3 декабря 1898 г. Ялта.
3 дек.
Многоуважаемый Алексей Максимович, Ваше последнее письмо доставило мне большое удовольствие * . Спасибо Вам от всей души. «Дядя Ваня» написан давно, очень давно; я никогда не видел его на сцене * . В последние годы его стали часто давать на провинциальных сценах * — быть может, оттого, что я выпустил сборник своих пьес * . К своим пьесам вообще я отношусь холодно, давно отстал от театра и писать для театра уже не хочется * .
Вы спрашиваете, какого я мнения о Ваших рассказах. Какого мнения? Талант несомненный, и притом настоящий, большой талант. Например, в рассказе «В степи» он выразился с необыкновенной силой, и меня даже зависть взяла, что это не я написал. Вы художник, умный человек, Вы чувствуете превосходно, Вы пластичны, т. е. когда изображаете вещь, то видите ее и ощупываете руками. Это настоящее искусство. Вот Вам мое мнение, и я очень рад, что могу высказать Вам его. Я, повторяю, очень рад, и если бы мы познакомились и поговорили час-другой, то Вы убедились бы, как я высоко Вас ценю и какие надежды возлагаю на Ваше дарование.
Говорить теперь о недостатках? Но это не так легко. Говорить о недостатках таланта — это всё равно, что говорить о недостатках большого дерева, которое растет в саду; тут ведь главным образом дело не в самом дереве, а во вкусах того, кто смотрит на дерево. Не так ли?
Начну с того, что у Вас, по моему мнению, нет сдержанности. Вы как зритель в театре, который выражает свои восторги так несдержанно, что мешает слушать себе и другим. Особенно эта несдержанность чувствуется в описаниях природы, которыми Вы прерываете диалоги; когда читаешь их, эти описания, то хочется, чтобы они были компактнее, короче, этак в 2–3 строки. Частые упоминания о неге, шёпоте, бархатности и проч. придают этим описаниям некоторую риторичность, однообразие — и расхолаживают, почти утомляют. Несдержанность чувствуется и в изображениях женщин («Мальва», «На плотах») и любовных сцен. Это не размах, не широта кисти, а именно несдержанность. Затем, частое употребление слов, совсем неудобных в рассказах Вашего типа * . Аккомпанемент, диск, гармония — такие слова мешают. Часто говорите о волнах. В изображениях интеллигентных людей чувствуется напряжение, как будто осторожность; это не потому, что Вы мало наблюдали интеллигентных людей, Вы знаете их, но точно не знаете, с какой стороны подойти к ним.

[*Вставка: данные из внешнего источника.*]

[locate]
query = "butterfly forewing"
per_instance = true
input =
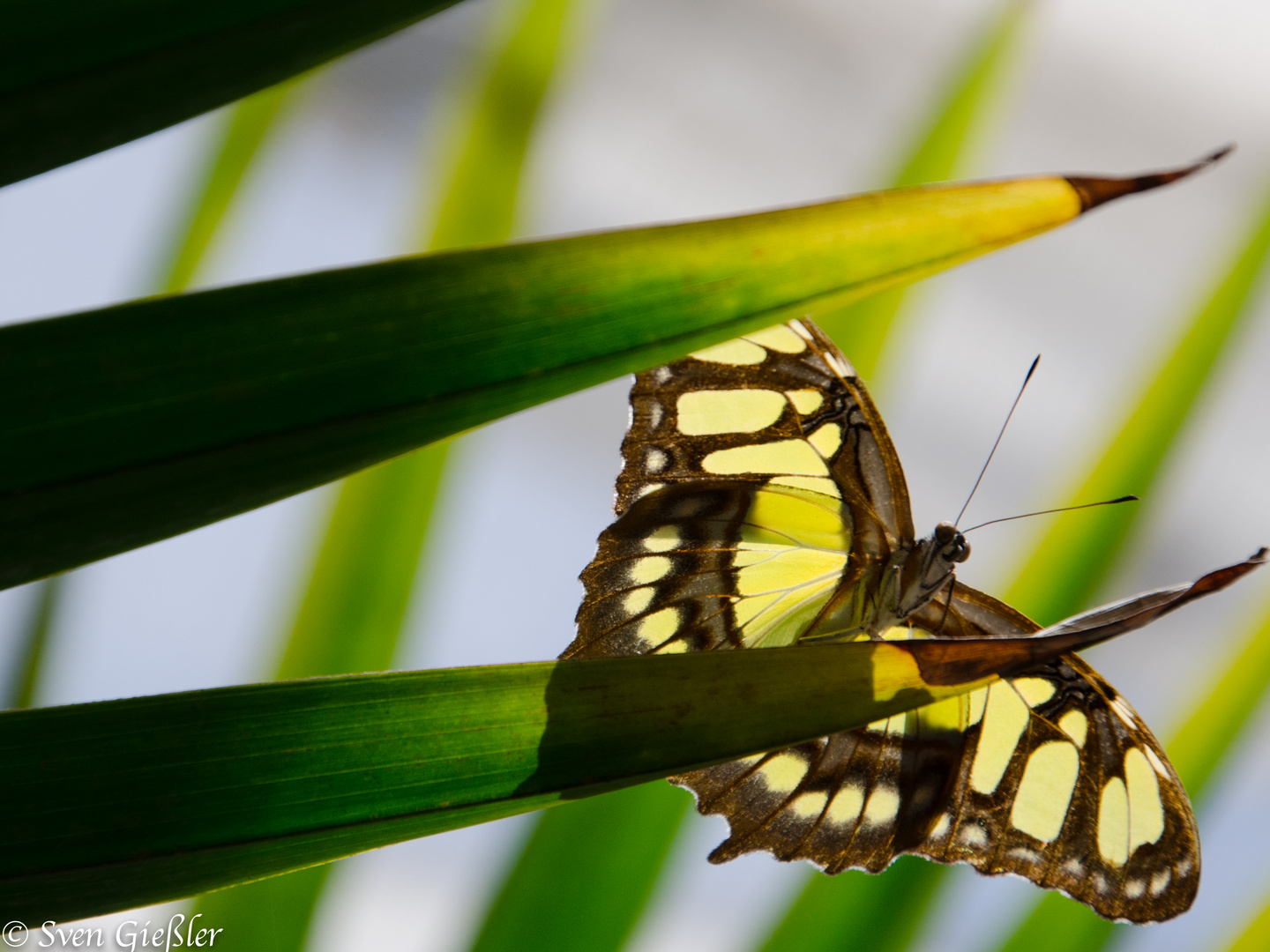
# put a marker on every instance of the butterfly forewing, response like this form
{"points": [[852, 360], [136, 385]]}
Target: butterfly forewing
{"points": [[759, 492]]}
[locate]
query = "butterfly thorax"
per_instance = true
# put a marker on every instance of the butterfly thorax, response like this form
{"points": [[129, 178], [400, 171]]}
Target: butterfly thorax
{"points": [[873, 602]]}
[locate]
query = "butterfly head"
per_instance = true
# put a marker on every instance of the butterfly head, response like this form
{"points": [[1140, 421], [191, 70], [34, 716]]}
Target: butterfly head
{"points": [[930, 565], [952, 547]]}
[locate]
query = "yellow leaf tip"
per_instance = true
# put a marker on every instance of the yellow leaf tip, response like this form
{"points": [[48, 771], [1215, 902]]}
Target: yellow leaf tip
{"points": [[1095, 190]]}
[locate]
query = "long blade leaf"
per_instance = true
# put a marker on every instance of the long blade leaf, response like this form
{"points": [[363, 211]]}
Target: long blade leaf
{"points": [[1074, 556], [78, 77], [138, 421], [586, 873], [943, 152], [352, 614], [126, 802], [245, 129], [857, 911]]}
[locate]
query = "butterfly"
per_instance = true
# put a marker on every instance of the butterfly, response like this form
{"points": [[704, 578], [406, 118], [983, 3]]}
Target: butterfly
{"points": [[762, 504]]}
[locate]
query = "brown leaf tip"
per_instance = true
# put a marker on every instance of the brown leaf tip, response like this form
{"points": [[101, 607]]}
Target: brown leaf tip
{"points": [[1095, 190]]}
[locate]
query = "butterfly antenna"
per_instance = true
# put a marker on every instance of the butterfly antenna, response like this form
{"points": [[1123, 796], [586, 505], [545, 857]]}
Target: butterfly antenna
{"points": [[973, 489], [1061, 509]]}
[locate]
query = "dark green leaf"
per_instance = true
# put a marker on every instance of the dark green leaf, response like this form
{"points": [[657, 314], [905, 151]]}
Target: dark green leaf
{"points": [[1076, 555], [135, 423], [78, 77], [586, 874], [859, 911], [126, 802]]}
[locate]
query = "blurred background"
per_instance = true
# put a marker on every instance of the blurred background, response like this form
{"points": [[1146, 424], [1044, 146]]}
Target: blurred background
{"points": [[660, 112]]}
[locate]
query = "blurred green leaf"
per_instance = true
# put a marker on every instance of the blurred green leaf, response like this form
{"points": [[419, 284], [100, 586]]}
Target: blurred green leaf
{"points": [[244, 129], [352, 616], [479, 206], [856, 911], [1079, 548], [121, 804], [1256, 937], [354, 609], [586, 873], [1076, 555], [78, 77], [944, 152], [34, 643], [138, 421]]}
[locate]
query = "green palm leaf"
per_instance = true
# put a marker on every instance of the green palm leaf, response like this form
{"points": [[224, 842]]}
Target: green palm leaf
{"points": [[1065, 569], [352, 614], [138, 421], [856, 911], [121, 804], [79, 77]]}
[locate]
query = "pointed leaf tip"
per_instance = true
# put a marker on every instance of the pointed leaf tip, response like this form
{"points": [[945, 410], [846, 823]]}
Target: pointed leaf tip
{"points": [[1095, 190]]}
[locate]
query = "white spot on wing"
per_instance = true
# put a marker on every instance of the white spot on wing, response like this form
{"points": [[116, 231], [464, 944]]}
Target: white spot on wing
{"points": [[846, 805], [883, 805], [808, 805], [800, 329], [780, 339], [1074, 868], [973, 836], [941, 827], [649, 569], [661, 539]]}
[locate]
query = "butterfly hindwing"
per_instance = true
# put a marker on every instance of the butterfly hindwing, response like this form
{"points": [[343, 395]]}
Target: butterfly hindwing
{"points": [[1062, 784], [759, 493]]}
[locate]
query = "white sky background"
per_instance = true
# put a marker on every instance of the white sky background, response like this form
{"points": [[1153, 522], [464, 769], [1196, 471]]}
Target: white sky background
{"points": [[676, 111]]}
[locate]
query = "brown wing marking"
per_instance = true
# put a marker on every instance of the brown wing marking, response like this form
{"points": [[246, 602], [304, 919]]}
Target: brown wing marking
{"points": [[825, 404]]}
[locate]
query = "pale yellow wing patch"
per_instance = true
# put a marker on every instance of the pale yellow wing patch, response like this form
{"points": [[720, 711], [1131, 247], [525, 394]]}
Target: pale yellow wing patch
{"points": [[790, 556]]}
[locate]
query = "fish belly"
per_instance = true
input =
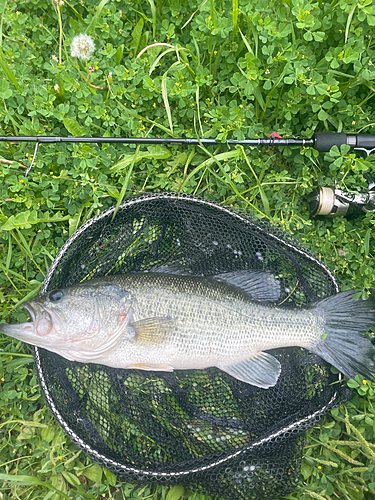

Сколько Вам лет? Я Вас не знаю, не знаю, откуда и кто Вы, но мне кажется, что Вам, пока Вы еще молоды, следовало бы покинуть Нижний и года два-три пожить, так сказать, потереться около литературы и литературных людей; это не для того, чтобы у нашего петуха поучиться и еще более навостриться * , а чтобы окончательно, с головой влезть в литературу и полюбить ее; к тому же провинция рано старит. Короленко, Потапенко, Мамин, Эртель — это превосходные люди * ; в первое время, быть может, Вам покажется скучновато с ними, но потом через год-два привыкнете и оцените их по достоинству, и общество их будет для Вас с лихвой окупать неприятность и неудобство столичной жизни.
Спешу на почту. Будьте здоровы и благополучны, крепко жму Вам руку. Еще раз спасибо за письмо.
Ваш А. Чехов.
Ялта.
Гольцеву В. А., 4 декабря 1898 *
2508. В. А. ГОЛЬЦЕВУ
4 декабря 1898 г. Ялта.
Милый Виктор Александрович, свои рассказы отдаю в твое полное распоряжение * и всё короткое буду тебе присылать. У меня найдется штук десять — двадцать рассказов * , напечатанных еще сто лет назад, но исправленных и дополненных, не вошедших еще в сборники, давно забытых человечеством, — рассказов юмористических. Не понадобятся ли? Каждый из них прочитывается в 5-10 минут. Прочтешь — и вроде как будто рюмку водки выпил. Если потребуешь, то пришлю на твое усмотрение, в корректуре * . Будь здоров.
Твой А. Чехов.
4 дек.
Один рассказ («Муж» * ) пришлет тебе Миролюбов. Я написал ему * (Ковенский, 31, редакция «Журнала для всех»).
На обороте:
Москва. Виктору Александровичу Гольцеву.